Más realidad, más metáfora

La primera impresión significativa a la que me refiero ocurrió en circunstancias para mí bastante penosas. Yo debía presentar una propuesta para una tesis de doctorado en la Universidad Humboldt de Berlín, en la República Democrática Alemana, y ya se habían cumplido todos los plazos establecidos para hacerlo. Tenía que presentar un proyecto de investigación suficientemente fundado y a la fecha yo tenía claro sólo dos cosas. Una, que a pesar de las sugerencias más o menos insistentes para que escribiera sobre Alejo Carpentier, o Jorge Amado, o Gabriel García Márquez, todos autores muy reputados en nuestro Departamento de Romanística y a los cuales se consideraba de insospechada vocación socialista, yo quería estudiar a un autor chileno o algún tema de nuestra novelística. Dos, que el resultado de mi investigación debía contribuir a una discusión por fin abierta de una serie de preguntas cada día más inquietantes, que se hacían en sordina y que bordeaban una suerte de clandestinidad muy propia de la vida académica de entonces y que se pueden formular así: ¿Cómo los lectores de la RDA, y especialmente los estudiantes de literatura latinoamericana, articulaban su creciente admiración por Cortázar, por Borges, por el propio García Márquez, con ese rígido código de preceptos del llamado realismo socialista?
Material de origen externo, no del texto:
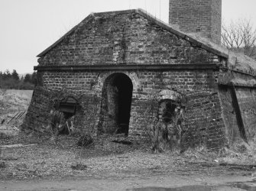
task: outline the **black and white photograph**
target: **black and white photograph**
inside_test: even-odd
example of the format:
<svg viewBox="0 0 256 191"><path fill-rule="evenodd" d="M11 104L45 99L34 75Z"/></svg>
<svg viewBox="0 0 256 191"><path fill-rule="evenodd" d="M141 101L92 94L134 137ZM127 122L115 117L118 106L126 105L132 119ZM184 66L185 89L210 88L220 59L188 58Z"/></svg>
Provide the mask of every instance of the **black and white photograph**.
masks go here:
<svg viewBox="0 0 256 191"><path fill-rule="evenodd" d="M256 191L255 0L0 0L0 191Z"/></svg>

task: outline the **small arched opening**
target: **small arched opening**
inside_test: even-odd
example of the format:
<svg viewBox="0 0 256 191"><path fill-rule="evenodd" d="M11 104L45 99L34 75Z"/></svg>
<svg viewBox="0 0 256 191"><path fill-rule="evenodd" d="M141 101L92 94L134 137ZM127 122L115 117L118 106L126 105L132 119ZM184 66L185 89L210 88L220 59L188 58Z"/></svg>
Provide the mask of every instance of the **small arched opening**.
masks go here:
<svg viewBox="0 0 256 191"><path fill-rule="evenodd" d="M56 102L56 110L52 114L52 124L57 128L58 134L71 133L73 129L73 120L77 105L77 100L73 97L66 97Z"/></svg>
<svg viewBox="0 0 256 191"><path fill-rule="evenodd" d="M128 135L132 89L131 79L124 73L114 73L105 79L102 89L99 131Z"/></svg>

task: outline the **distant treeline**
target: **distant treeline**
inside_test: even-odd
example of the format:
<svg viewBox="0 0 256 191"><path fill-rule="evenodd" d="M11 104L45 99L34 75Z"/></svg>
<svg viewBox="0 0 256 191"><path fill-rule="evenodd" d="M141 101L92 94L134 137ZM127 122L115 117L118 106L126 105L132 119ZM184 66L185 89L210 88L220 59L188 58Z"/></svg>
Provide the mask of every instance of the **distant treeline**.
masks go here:
<svg viewBox="0 0 256 191"><path fill-rule="evenodd" d="M33 89L36 83L37 73L27 73L25 76L19 77L17 71L12 73L6 70L0 71L0 89Z"/></svg>

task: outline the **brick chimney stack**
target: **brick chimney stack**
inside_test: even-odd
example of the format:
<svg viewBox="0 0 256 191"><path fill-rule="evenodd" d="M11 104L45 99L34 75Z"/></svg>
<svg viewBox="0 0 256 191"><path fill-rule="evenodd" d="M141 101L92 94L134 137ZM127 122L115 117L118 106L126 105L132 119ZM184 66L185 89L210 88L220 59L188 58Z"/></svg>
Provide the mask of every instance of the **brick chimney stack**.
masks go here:
<svg viewBox="0 0 256 191"><path fill-rule="evenodd" d="M169 0L169 24L220 44L222 0Z"/></svg>

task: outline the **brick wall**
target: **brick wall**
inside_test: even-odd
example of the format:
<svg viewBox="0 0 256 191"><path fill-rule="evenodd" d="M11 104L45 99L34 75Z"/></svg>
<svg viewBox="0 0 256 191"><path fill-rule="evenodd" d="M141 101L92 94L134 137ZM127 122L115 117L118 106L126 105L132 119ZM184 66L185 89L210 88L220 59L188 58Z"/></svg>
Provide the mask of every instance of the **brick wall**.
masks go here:
<svg viewBox="0 0 256 191"><path fill-rule="evenodd" d="M237 87L235 92L248 140L256 135L256 89Z"/></svg>
<svg viewBox="0 0 256 191"><path fill-rule="evenodd" d="M89 16L63 40L43 53L38 63L40 66L190 65L219 63L219 56L134 11L121 11ZM53 109L54 102L71 96L78 100L79 104L75 116L76 131L114 131L111 128L115 128L113 122L116 121L113 118L118 113L115 108L117 106L115 98L118 96L114 93L114 84L105 82L116 73L125 75L132 83L129 136L147 135L152 116L158 116L159 102L154 96L167 89L177 92L184 100L188 100L190 106L186 110L187 122L184 127L186 133L196 134L193 138L186 135L187 140L191 141L191 146L202 142L196 129L200 128L198 124L206 119L207 146L211 148L222 146L222 144L216 144L217 140L223 138L220 101L215 95L218 92L216 73L213 69L188 69L186 65L166 70L136 68L118 71L115 68L113 70L39 70L37 86L24 128L44 128L49 124L49 113ZM206 95L203 100L199 98L202 95ZM203 103L200 105L198 102ZM199 113L200 118L195 118ZM194 123L191 125L190 121ZM185 142L188 145L189 142Z"/></svg>
<svg viewBox="0 0 256 191"><path fill-rule="evenodd" d="M213 62L215 55L135 12L95 14L38 60L39 66ZM218 59L217 59L218 62Z"/></svg>
<svg viewBox="0 0 256 191"><path fill-rule="evenodd" d="M170 0L169 23L220 44L222 0Z"/></svg>

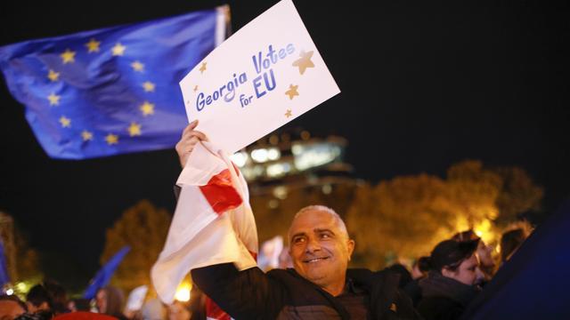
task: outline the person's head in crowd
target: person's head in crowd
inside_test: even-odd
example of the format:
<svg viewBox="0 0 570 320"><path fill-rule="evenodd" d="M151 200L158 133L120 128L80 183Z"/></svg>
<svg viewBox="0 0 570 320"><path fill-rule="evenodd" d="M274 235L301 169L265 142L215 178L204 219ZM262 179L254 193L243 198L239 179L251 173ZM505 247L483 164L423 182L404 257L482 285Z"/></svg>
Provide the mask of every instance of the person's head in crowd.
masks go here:
<svg viewBox="0 0 570 320"><path fill-rule="evenodd" d="M529 233L523 228L507 230L501 236L501 261L506 262L523 244Z"/></svg>
<svg viewBox="0 0 570 320"><path fill-rule="evenodd" d="M67 308L68 294L63 286L52 279L47 279L44 280L44 287L50 295L52 310L54 314L59 315L69 311Z"/></svg>
<svg viewBox="0 0 570 320"><path fill-rule="evenodd" d="M154 298L144 302L141 314L143 319L165 319L167 316L168 310L159 298Z"/></svg>
<svg viewBox="0 0 570 320"><path fill-rule="evenodd" d="M479 240L476 254L479 258L480 268L485 273L493 273L495 268L495 260L493 259L493 246L486 244L473 229L460 232L452 237L456 241Z"/></svg>
<svg viewBox="0 0 570 320"><path fill-rule="evenodd" d="M99 313L113 316L122 316L125 296L123 292L114 286L99 289L95 295L95 304Z"/></svg>
<svg viewBox="0 0 570 320"><path fill-rule="evenodd" d="M13 320L26 312L26 304L14 295L0 295L0 320Z"/></svg>
<svg viewBox="0 0 570 320"><path fill-rule="evenodd" d="M408 268L405 268L402 263L395 263L392 266L387 268L387 270L390 270L395 274L400 275L400 283L398 286L400 288L403 288L408 283L410 283L413 278L411 277L411 274L408 271Z"/></svg>
<svg viewBox="0 0 570 320"><path fill-rule="evenodd" d="M91 304L88 299L72 299L68 301L67 308L71 312L89 311Z"/></svg>
<svg viewBox="0 0 570 320"><path fill-rule="evenodd" d="M288 238L295 270L333 296L342 292L354 241L340 216L322 205L305 207L295 215Z"/></svg>
<svg viewBox="0 0 570 320"><path fill-rule="evenodd" d="M190 320L191 313L188 307L178 300L168 306L168 320Z"/></svg>
<svg viewBox="0 0 570 320"><path fill-rule="evenodd" d="M430 269L464 284L473 285L477 279L479 260L476 250L478 239L440 242L428 259Z"/></svg>
<svg viewBox="0 0 570 320"><path fill-rule="evenodd" d="M42 284L36 284L26 295L26 306L30 313L52 309L52 298Z"/></svg>
<svg viewBox="0 0 570 320"><path fill-rule="evenodd" d="M420 279L428 275L428 271L429 271L429 257L419 257L411 265L411 278Z"/></svg>

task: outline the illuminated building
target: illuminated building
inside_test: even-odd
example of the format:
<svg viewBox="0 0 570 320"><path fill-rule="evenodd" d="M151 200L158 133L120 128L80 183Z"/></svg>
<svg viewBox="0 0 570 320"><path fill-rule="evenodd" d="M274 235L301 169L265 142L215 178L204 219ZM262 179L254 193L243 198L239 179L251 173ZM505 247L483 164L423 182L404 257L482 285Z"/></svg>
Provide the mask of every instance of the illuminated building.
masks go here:
<svg viewBox="0 0 570 320"><path fill-rule="evenodd" d="M283 200L290 188L321 188L330 194L336 184L354 184L352 166L344 163L346 140L312 137L293 129L274 132L232 156L252 196L273 193Z"/></svg>

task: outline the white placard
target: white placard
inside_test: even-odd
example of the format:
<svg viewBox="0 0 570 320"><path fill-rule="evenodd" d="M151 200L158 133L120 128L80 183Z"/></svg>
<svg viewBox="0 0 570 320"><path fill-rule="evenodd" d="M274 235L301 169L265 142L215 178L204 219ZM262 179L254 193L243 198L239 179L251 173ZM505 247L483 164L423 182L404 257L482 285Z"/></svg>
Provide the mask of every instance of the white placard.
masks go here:
<svg viewBox="0 0 570 320"><path fill-rule="evenodd" d="M340 92L290 0L229 37L180 87L189 121L230 153Z"/></svg>

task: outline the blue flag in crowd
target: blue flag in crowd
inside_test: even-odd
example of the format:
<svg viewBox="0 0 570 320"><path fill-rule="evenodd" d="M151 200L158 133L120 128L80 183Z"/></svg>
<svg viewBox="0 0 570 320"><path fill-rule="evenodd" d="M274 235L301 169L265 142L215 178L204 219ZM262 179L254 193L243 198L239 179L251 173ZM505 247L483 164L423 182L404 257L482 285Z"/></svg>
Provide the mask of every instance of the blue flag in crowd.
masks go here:
<svg viewBox="0 0 570 320"><path fill-rule="evenodd" d="M471 302L462 319L570 319L570 201L549 217Z"/></svg>
<svg viewBox="0 0 570 320"><path fill-rule="evenodd" d="M91 280L89 286L86 289L86 292L83 294L85 299L93 299L97 294L97 290L104 287L109 284L110 277L113 276L113 273L117 267L121 263L123 258L128 253L131 248L126 245L124 246L118 252L115 253L105 265L97 271L95 277Z"/></svg>
<svg viewBox="0 0 570 320"><path fill-rule="evenodd" d="M8 88L54 158L172 148L178 82L225 38L226 6L0 47Z"/></svg>
<svg viewBox="0 0 570 320"><path fill-rule="evenodd" d="M0 240L0 287L10 282L10 274L6 263L6 252L4 250L4 243Z"/></svg>

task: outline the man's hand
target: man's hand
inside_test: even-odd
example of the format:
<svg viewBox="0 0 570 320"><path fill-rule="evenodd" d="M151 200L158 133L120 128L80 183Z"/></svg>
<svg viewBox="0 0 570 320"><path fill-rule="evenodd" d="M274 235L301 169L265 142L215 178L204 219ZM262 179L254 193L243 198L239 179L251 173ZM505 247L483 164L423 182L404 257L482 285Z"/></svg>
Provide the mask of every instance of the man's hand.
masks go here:
<svg viewBox="0 0 570 320"><path fill-rule="evenodd" d="M182 132L182 138L180 141L176 143L176 152L178 153L178 158L180 159L180 164L183 168L186 165L188 156L194 149L194 147L198 141L208 141L206 134L194 130L198 126L198 120L194 120Z"/></svg>

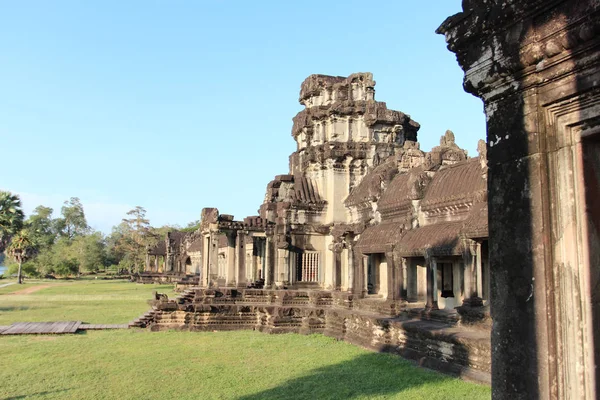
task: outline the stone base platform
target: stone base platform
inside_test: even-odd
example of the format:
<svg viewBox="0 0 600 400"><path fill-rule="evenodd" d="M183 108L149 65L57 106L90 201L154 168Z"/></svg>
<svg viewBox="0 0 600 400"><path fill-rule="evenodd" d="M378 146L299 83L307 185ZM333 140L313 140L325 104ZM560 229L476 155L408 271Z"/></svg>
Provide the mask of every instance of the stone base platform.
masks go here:
<svg viewBox="0 0 600 400"><path fill-rule="evenodd" d="M424 367L490 382L489 331L462 326L453 319L456 313L447 320L425 319L421 318L424 312L407 312L402 302L355 299L349 293L319 290L195 288L175 300L156 300L152 305L145 326L153 331L322 333L396 353Z"/></svg>

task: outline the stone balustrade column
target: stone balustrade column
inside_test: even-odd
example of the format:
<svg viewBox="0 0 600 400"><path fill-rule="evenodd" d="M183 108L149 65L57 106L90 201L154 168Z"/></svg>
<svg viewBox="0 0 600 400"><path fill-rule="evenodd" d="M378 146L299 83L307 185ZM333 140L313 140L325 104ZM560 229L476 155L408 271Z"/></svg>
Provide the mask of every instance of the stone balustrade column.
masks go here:
<svg viewBox="0 0 600 400"><path fill-rule="evenodd" d="M225 286L236 285L236 240L237 231L227 233L227 276Z"/></svg>
<svg viewBox="0 0 600 400"><path fill-rule="evenodd" d="M481 243L476 244L475 253L476 273L477 273L477 296L483 298L483 273L481 271Z"/></svg>
<svg viewBox="0 0 600 400"><path fill-rule="evenodd" d="M246 235L243 232L238 232L235 244L237 254L237 262L235 264L237 286L245 288L248 284L248 278L246 277ZM254 249L252 251L254 252Z"/></svg>
<svg viewBox="0 0 600 400"><path fill-rule="evenodd" d="M265 288L270 288L273 284L271 280L271 271L273 270L272 255L271 255L271 238L267 236L265 240Z"/></svg>

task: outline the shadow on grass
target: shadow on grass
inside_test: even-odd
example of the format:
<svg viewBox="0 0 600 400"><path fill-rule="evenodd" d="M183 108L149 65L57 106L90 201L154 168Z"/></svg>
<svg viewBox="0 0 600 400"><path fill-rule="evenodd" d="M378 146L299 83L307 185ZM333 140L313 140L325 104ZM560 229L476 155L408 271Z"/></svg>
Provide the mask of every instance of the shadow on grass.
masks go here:
<svg viewBox="0 0 600 400"><path fill-rule="evenodd" d="M268 377L265 375L265 379ZM392 396L407 389L423 388L423 396L435 391L436 384L451 380L413 366L397 356L370 353L350 361L318 368L272 389L239 397L262 399L353 399Z"/></svg>
<svg viewBox="0 0 600 400"><path fill-rule="evenodd" d="M27 311L31 307L30 306L9 306L9 307L0 307L0 312L9 312L9 311Z"/></svg>
<svg viewBox="0 0 600 400"><path fill-rule="evenodd" d="M38 393L32 393L32 394L24 394L22 396L14 396L14 397L7 397L5 400L18 400L18 399L30 399L31 397L43 397L43 396L47 396L49 394L57 394L57 393L63 393L63 392L68 392L70 389L61 389L61 390L50 390L50 391L44 391L44 392L38 392Z"/></svg>

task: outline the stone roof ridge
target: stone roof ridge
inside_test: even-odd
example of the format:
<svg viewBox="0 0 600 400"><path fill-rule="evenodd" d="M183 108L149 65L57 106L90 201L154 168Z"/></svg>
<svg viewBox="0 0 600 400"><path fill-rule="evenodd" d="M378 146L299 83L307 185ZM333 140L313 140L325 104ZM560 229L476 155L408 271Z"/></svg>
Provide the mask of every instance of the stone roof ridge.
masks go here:
<svg viewBox="0 0 600 400"><path fill-rule="evenodd" d="M387 157L378 166L372 168L348 194L344 200L346 207L378 201L398 173L395 155Z"/></svg>
<svg viewBox="0 0 600 400"><path fill-rule="evenodd" d="M300 85L299 101L301 104L305 104L305 100L321 95L323 90L347 91L352 84L361 84L365 88L372 90L375 87L373 74L370 72L357 72L348 77L321 74L310 75Z"/></svg>
<svg viewBox="0 0 600 400"><path fill-rule="evenodd" d="M473 202L487 191L478 157L445 165L433 175L421 207L423 210Z"/></svg>

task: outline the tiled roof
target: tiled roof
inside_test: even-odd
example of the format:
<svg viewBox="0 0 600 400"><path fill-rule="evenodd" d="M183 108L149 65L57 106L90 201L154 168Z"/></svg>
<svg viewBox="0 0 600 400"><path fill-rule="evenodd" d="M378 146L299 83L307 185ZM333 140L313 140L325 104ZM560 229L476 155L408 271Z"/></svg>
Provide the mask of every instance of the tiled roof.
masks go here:
<svg viewBox="0 0 600 400"><path fill-rule="evenodd" d="M292 201L299 203L322 203L316 183L312 179L297 175L294 179L294 191L290 193Z"/></svg>
<svg viewBox="0 0 600 400"><path fill-rule="evenodd" d="M473 201L487 190L478 158L440 169L433 177L421 203L422 210Z"/></svg>
<svg viewBox="0 0 600 400"><path fill-rule="evenodd" d="M151 256L164 256L167 254L167 245L164 239L159 239L158 243L154 248L148 250L148 254Z"/></svg>
<svg viewBox="0 0 600 400"><path fill-rule="evenodd" d="M489 236L487 202L473 204L462 233L468 238L485 238Z"/></svg>
<svg viewBox="0 0 600 400"><path fill-rule="evenodd" d="M364 254L385 253L392 249L402 234L402 225L396 223L382 223L370 226L360 234L357 248Z"/></svg>
<svg viewBox="0 0 600 400"><path fill-rule="evenodd" d="M360 183L352 189L344 204L354 206L367 201L376 200L381 195L381 182L389 182L398 172L394 156L388 157L383 163L369 171Z"/></svg>
<svg viewBox="0 0 600 400"><path fill-rule="evenodd" d="M192 242L190 247L187 248L188 253L195 253L202 250L202 238L198 238Z"/></svg>
<svg viewBox="0 0 600 400"><path fill-rule="evenodd" d="M404 257L460 255L462 245L459 238L463 222L444 222L411 229L400 239L397 249Z"/></svg>
<svg viewBox="0 0 600 400"><path fill-rule="evenodd" d="M398 174L385 190L377 203L377 209L385 213L411 203L411 178L423 172L423 167L413 168L410 172Z"/></svg>

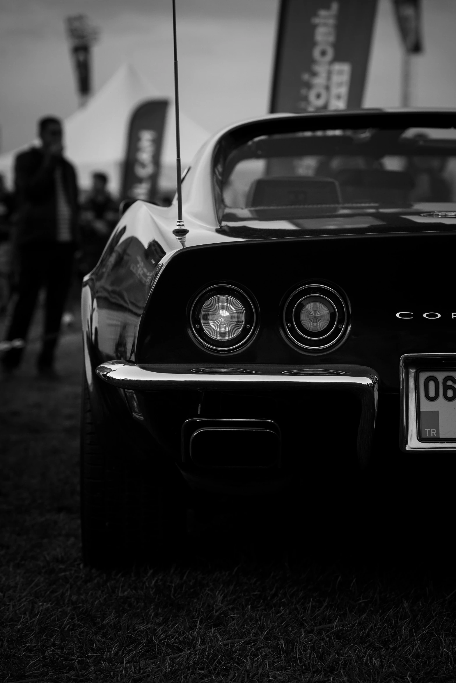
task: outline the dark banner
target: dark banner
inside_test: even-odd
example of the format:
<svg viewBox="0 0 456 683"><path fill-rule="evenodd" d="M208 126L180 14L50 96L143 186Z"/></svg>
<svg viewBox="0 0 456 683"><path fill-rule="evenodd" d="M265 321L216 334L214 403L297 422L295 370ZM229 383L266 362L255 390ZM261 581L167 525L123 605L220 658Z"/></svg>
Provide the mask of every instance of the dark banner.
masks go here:
<svg viewBox="0 0 456 683"><path fill-rule="evenodd" d="M167 100L139 104L130 121L122 197L151 201L157 191Z"/></svg>
<svg viewBox="0 0 456 683"><path fill-rule="evenodd" d="M90 94L91 50L96 42L98 30L85 14L75 14L65 19L66 34L71 45L78 94L83 101Z"/></svg>
<svg viewBox="0 0 456 683"><path fill-rule="evenodd" d="M282 0L271 112L361 107L377 0Z"/></svg>
<svg viewBox="0 0 456 683"><path fill-rule="evenodd" d="M409 54L423 52L420 0L393 0L393 5L405 51Z"/></svg>
<svg viewBox="0 0 456 683"><path fill-rule="evenodd" d="M89 45L75 45L71 51L73 55L78 92L80 95L89 95L92 90L90 47Z"/></svg>

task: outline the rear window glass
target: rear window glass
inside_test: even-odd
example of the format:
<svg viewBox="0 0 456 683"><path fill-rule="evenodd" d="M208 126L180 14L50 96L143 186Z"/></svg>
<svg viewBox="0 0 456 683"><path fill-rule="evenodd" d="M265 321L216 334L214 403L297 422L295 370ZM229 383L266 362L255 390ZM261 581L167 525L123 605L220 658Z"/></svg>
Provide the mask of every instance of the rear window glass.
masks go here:
<svg viewBox="0 0 456 683"><path fill-rule="evenodd" d="M305 218L456 202L456 131L409 128L263 135L227 156L227 220ZM219 213L220 215L220 213Z"/></svg>

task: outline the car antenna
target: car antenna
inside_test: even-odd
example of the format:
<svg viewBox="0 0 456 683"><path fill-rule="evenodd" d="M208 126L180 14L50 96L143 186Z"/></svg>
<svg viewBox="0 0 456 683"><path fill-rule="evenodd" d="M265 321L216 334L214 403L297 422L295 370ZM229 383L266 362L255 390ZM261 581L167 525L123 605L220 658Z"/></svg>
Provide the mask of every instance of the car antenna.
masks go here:
<svg viewBox="0 0 456 683"><path fill-rule="evenodd" d="M176 0L172 0L172 31L174 42L174 109L176 110L176 171L177 174L177 221L172 234L185 246L188 230L182 218L182 177L180 171L180 133L179 130L179 84L177 74L177 36L176 33Z"/></svg>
La dificultad para concebir mi proyecto se transformó de pronto en una calamidad mayor aún, pues la tensión que me producía la ya larga superación de los plazos hizo que una úlcera de adolescente volviera a sangrar. Mis amigos saben que suelo caer en exageraciones. Entré al hospital de la Charité convencido de que podría sobrevivir sólo si cambiaba de rumbos y olvidaba para siempre el doctorado. Al momento de entrar al hospital un amigo que me acompañaba me regaló la primera edición de Casa de Campo, recién aparecida en España. Comencé a leerla esa misma mañana, luego de los primeros exámenes, y no pude dejarla hasta muy entrada la noche, y sólo porque era evidente que el extraño bulto en mi cama que de tarde en tarde miraba con desconfianza el enfermero era la flamante edición de Casa de Campo y una pequeña lámpara que se aferraba al libro y que me había llevado también este amigo, conocedor de los rigores nocturnos de una sala común.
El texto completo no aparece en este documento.